“This is America!” With that call to jingoism, Fox News legal correspondent Shannon Bream gave voice to a disconcerting push to grant private businesses the right to discriminate.
Bream's moment of candor came after her guest, Bernie Goldberg, cogently explained that business owners operating on Main Street don't get to pick and choose whom they serve and whom they refuse to serve. Bream jumped in:
Why not? Why not? I mean, this is America. We all have freedoms. I mean, why would you want to do business with somebody, no matter what your personal issue was that they had with you, why would you want to force them to do business with you? Why not just go down the street and say, “I'm going to spend my money to somebody who supports me and is kind to me and wants to help me and provide these services for me.”
“Corporations are people, my friend,” Mitt Romney quipped on the campaign trail in 2012. Increasingly, loud voices on the right are agitating to make sure that corporations and private businesses are seen as religious people who can always discriminate against employees and customers based on their religious beliefs.
Sometime in the next four months, the Supreme Court is expected to issue a ruling determining in part whether corporations can deny their employees benefits based on religious liberty protections.
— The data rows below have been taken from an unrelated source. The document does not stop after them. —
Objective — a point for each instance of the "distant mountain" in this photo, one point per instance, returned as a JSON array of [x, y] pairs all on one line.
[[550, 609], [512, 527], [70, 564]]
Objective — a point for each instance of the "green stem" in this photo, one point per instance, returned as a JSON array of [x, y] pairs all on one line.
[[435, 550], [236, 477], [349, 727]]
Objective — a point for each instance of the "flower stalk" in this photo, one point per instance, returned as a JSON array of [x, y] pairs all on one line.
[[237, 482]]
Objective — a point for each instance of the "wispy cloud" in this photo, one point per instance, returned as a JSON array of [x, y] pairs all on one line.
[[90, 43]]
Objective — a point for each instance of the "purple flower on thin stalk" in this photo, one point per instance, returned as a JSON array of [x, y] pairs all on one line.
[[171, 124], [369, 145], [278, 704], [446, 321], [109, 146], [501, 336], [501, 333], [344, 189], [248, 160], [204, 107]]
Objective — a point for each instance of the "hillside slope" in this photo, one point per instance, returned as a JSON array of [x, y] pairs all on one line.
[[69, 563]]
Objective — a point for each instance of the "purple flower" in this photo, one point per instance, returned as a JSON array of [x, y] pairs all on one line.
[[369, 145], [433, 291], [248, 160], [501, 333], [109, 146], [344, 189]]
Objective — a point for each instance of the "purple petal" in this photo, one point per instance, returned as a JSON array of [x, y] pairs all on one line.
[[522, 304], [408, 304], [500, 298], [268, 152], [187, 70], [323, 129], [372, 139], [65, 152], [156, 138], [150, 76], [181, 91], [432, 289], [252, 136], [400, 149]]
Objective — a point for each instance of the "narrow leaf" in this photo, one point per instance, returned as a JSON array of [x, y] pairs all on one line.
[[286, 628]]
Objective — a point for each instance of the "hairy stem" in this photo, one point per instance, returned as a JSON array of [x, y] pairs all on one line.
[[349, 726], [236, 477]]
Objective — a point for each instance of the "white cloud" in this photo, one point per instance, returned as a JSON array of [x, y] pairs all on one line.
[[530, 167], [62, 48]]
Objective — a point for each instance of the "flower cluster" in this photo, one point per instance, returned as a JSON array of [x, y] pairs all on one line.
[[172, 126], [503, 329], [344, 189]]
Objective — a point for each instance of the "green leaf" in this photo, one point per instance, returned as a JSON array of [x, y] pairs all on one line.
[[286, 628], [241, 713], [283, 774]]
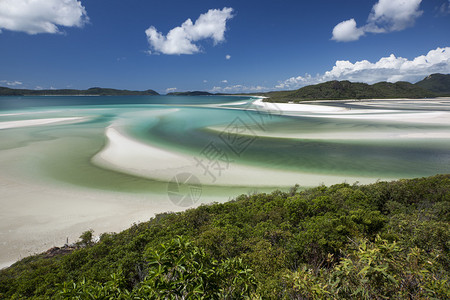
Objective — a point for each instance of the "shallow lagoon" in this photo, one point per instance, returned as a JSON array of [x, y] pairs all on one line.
[[105, 162]]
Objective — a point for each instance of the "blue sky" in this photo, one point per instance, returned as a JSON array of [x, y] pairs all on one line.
[[270, 45]]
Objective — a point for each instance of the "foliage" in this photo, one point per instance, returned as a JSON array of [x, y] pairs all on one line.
[[176, 270], [379, 270], [437, 83], [334, 90], [383, 240]]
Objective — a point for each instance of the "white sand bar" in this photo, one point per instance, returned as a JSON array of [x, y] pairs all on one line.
[[124, 154]]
At issue is a provision in the Affordable Care Act requiring for-profit businesses that offer health insurance to include coverage for contraceptive care. Religious groups, rallying behind the owners of the Hobby Lobby chain of craft stores, challenged that provision, arguing that it violated the right of Christian business owners to practice their religion.
In part this is the logical outcome of the push on the right to be more permissive of discrimination in the private sector, which Bream eloquently laid out by shouting “America” and “freedom.”
In 2010, Rand Paul came under fire for saying that he objected to laws that prohibited businesses from discriminating. “I think it's bad business to exclude anybody from your restaurant,” he said, “but, at the same time, I do believe in private ownership.” Paul expressed general support for the Civil Rights Act of 1964, but lamented the fact that it extended to private businesses, a core piece of the legislation. The market, Paul argued, would take care of businesses that chose to discriminate.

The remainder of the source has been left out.